21Nov10:46 amEST
Bide Your Time, for the Bigger Game Awaits
Despite some more dealmaking this morning, namely SCHW buying out AMTD (which, by the way, the market is wholeheartedly celebrating since the acquiring firm, SCHW, is higher by 8% in addition to AMTD up around 20%), the broad market remains in near-term pullback mode after a multi-week advance on the major indices.
Naturally, bears will argue this dip is merely the start of the type of correction we saw to conclude 2018, or worse, while bulls are looking for this dip to be short-lived as we are in the midst of a fresh broad market breakout across the board.

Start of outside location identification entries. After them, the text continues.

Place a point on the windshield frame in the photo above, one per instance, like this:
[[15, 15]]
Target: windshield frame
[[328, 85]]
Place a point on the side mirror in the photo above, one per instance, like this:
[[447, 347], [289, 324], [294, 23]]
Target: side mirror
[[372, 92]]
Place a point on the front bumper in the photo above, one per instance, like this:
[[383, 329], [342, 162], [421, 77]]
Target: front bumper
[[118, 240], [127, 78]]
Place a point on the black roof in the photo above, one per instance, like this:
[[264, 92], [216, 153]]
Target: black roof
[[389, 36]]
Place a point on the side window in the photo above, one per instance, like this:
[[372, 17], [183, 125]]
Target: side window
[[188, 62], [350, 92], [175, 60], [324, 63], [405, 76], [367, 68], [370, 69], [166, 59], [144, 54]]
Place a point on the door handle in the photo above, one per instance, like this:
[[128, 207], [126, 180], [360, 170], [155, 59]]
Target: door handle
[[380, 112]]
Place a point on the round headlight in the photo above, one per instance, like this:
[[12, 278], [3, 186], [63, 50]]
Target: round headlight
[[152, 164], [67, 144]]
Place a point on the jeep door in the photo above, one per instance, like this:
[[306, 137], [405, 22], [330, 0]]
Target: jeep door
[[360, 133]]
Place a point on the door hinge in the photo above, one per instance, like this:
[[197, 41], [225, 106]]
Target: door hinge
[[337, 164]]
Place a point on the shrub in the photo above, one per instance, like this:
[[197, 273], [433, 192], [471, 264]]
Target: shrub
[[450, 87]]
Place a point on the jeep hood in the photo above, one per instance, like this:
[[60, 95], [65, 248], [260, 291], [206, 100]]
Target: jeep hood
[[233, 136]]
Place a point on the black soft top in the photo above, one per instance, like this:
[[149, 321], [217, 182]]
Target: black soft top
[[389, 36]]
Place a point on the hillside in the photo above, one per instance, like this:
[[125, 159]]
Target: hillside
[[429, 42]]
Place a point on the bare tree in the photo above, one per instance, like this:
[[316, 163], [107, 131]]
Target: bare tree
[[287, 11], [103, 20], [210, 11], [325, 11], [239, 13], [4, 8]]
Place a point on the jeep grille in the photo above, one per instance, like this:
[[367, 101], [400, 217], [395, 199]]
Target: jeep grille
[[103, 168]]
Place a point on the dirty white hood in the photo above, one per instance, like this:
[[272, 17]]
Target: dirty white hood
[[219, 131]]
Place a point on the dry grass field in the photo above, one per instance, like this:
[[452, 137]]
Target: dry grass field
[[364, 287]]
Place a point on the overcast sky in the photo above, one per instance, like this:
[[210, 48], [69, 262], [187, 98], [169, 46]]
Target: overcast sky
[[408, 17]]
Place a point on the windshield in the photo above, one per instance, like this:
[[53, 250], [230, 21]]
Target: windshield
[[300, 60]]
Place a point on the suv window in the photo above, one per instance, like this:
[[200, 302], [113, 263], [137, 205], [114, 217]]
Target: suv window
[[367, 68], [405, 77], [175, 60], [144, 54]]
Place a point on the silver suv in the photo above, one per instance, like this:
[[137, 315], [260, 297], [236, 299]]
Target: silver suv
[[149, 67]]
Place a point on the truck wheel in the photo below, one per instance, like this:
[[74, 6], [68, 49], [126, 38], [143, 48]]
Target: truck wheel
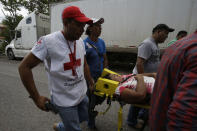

In discerning which side has the upper hand here, we continue to defer to the overall technical predicament of the senior indices, all of which are operating above rising and smartly-aligned (20-day, 50-day, 100-day, 150-day, and 200-day) daily chart simple moving averages. Until that changes, the bear case from a technical perspective is conjecture. Moreover, we know sector rotation has been a key development for bulls of late. Money flowing from semis to software, and vice versa, has helped to keep bears at a distance just when it looked like a given hot sector was cooling down.
But turning back to the major averages, aside from the IWM (small caps) needing to clear $160, which is something we have written about extensively of late and discussed with Members, the senior indices likely should find initial support at their respective 20-day moving averages (orange line on my charts) if the bull thesis is to hold water.
The reason for that thesis is because in the relatively early stages of a new uptrend, if that is what this, in fact, is, we almost always see shallow and short-lived dips which are rather quickly gobbled up due to newfound strong demand for equities. Hence, a dip to the 20-day on the senior indices would qualify as a shallow dip. Anything more than that is not necessarily bearish, but certainly should slow down even the most steadfast bulls in the near-term.